The northern tower had long been condemned—its upper halls gutted by an old fire, its lower passages sealed after the Plague of Virest.

Which made it the perfect place for ghosts to meet.

Ashara moved silently beneath the crumbling arch, hood drawn low, the hem of her cloak whispering against ash-streaked stone. The sconces here had long since rusted. Only moonlight filtered through narrow slits in the wall, pale and cold as silver water.

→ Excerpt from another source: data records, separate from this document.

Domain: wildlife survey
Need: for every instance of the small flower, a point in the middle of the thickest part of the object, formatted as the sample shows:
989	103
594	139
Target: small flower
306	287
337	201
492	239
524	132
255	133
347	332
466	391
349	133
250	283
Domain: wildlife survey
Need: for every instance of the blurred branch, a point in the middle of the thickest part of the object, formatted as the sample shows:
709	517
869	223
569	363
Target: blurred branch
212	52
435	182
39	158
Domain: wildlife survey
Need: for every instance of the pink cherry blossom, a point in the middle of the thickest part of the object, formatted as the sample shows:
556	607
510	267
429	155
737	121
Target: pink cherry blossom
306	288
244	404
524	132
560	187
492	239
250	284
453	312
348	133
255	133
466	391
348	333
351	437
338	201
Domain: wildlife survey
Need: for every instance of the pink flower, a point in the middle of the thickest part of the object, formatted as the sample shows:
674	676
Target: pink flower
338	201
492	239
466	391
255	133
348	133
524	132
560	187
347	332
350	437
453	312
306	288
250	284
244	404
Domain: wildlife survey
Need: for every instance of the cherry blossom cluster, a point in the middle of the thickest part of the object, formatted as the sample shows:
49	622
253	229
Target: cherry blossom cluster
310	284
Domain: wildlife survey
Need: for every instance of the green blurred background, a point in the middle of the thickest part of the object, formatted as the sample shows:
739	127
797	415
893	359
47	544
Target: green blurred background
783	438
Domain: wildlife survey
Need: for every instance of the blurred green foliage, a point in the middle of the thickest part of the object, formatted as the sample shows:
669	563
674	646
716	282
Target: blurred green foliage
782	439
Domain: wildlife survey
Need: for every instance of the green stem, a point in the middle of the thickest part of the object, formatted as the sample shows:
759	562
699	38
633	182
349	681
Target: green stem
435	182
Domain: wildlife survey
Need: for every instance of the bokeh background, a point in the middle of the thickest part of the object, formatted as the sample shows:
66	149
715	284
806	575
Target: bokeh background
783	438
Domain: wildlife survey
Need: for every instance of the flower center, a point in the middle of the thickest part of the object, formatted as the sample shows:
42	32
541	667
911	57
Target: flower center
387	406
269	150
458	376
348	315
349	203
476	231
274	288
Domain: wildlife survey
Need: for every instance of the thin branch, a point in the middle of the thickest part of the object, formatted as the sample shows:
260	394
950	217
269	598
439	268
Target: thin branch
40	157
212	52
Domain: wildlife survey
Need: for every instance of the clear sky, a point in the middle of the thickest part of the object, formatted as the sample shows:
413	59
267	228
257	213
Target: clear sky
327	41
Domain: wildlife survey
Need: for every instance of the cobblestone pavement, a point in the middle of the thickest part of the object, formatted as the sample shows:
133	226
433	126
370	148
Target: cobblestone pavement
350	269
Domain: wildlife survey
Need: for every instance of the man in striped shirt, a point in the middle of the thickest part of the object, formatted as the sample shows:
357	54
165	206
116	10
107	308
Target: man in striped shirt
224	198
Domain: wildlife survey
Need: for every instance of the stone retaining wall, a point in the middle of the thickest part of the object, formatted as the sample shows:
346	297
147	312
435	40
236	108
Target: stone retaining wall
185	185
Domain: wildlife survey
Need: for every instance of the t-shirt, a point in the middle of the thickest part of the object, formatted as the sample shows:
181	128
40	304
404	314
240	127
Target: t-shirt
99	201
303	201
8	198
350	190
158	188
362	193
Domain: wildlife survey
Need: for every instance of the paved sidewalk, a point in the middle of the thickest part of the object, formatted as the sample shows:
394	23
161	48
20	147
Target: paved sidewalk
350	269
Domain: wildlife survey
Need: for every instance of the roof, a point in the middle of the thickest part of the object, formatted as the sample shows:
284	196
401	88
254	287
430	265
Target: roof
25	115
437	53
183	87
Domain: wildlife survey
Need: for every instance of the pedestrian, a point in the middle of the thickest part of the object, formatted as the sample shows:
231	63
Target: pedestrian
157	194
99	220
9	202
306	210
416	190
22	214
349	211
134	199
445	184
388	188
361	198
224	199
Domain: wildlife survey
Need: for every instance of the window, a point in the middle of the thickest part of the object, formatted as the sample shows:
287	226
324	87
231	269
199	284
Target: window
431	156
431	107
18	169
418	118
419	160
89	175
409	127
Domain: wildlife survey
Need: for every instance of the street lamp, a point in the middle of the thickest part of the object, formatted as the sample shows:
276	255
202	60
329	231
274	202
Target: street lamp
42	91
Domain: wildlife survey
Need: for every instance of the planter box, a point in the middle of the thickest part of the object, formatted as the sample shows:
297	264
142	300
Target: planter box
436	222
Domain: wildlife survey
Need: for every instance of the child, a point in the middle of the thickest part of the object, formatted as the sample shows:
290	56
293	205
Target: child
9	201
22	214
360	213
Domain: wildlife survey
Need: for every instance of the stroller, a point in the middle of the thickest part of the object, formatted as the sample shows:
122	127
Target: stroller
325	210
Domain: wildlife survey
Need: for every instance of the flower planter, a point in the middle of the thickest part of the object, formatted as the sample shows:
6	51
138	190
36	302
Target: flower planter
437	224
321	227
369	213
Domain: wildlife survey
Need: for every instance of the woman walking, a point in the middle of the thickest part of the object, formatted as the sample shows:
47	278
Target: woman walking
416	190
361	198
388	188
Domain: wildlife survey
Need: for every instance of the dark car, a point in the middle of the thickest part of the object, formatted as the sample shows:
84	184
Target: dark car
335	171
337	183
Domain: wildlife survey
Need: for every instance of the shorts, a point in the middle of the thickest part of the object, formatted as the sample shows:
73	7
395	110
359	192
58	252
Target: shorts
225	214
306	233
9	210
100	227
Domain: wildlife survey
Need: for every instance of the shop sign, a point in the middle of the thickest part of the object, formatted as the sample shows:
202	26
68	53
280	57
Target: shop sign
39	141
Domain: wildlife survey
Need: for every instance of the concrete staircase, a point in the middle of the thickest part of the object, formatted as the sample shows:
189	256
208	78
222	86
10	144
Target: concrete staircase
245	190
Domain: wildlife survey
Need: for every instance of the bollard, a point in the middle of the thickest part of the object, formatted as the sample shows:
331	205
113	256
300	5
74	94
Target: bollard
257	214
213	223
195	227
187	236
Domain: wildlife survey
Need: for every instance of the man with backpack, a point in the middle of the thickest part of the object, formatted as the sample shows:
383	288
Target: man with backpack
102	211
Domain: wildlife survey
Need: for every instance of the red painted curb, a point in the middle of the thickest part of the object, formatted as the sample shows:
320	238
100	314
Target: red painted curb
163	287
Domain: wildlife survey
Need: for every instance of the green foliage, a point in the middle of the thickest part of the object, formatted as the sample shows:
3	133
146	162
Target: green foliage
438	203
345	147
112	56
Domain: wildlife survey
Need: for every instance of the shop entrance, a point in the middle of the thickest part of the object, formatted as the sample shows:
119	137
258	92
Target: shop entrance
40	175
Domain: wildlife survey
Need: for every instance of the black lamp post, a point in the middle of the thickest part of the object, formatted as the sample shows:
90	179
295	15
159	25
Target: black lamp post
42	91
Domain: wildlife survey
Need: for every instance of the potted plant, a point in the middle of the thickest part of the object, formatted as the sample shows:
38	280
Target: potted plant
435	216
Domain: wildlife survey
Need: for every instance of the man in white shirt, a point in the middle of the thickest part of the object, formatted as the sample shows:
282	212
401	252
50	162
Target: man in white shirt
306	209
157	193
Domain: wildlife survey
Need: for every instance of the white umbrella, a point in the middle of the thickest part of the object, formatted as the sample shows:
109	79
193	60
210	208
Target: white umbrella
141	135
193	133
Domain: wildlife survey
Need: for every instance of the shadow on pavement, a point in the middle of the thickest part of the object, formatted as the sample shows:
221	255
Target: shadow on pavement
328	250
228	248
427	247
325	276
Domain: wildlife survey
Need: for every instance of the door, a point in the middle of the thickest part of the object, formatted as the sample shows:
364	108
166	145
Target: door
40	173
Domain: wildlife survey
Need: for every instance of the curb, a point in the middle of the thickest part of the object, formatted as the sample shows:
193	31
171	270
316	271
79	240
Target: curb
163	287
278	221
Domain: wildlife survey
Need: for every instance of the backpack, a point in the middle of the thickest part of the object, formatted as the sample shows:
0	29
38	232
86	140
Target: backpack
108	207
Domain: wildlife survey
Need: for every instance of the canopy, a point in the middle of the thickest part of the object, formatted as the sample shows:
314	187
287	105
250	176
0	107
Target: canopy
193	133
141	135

She passed the old sigil of House Vel Siran carved into the stone: a crown of roses bleeding thorns. Fitting.

Footsteps echoed behind her. Measured. Deliberate. She didn't turn.

"General Ezekiel," she said softly.

The shadows behind her shifted.

From them stepped a tall man clad in dark leathers and chainmail, sword slung across his back. His presence was like a drawn blade—quiet, precise, dangerous.

Ezekiel Rhain had changed little in five years. Same storm-grey eyes. Same crooked nose,

broken in three campaigns. Same low voice that always sounded like a warning.

"I should slit your throat," he said calmly.

Ashara turned, her gaze steady. "You could try."

He stepped closer. "The Ashara I knew died on the pyre."

She raised her sleeve. Beneath it, the skin bore the unmistakable lattice of healed fire scars—faint, but real.

"I burned," she said. "But I didn't die."

He studied her. Unreadable.

Then: "Say something only she would know."

Ashara didn't hesitate. "When I ordered you to poison Lord Karthis, you switched the vial with a sleep draft and told me later I 'wasn't ready to be a killer.' I was furious. You said if I ever wanted blood, I'd better wield the blade myself."

Ezekiel's expression didn't change—but something behind his eyes flickered. Recognition. Memory.

And then… guilt.

He lowered his head. "Ashara."

"You bowed when they sentenced me," she said coldly. "But you didn't speak."

"I couldn't save you," he said quietly. "They said you confessed."

"I never did."

"I know that now." His jaw clenched. "Why come to me first?"

"Because," she said, stepping closer, "I don't know who else is real anymore. The Council. The priests. Kallad…"

A pause.

"You were the only wolf I had," she whispered.

His hand flexed by his side, as if restraining the urge to touch her.

"You died seven days from now," he said. "What's your plan?"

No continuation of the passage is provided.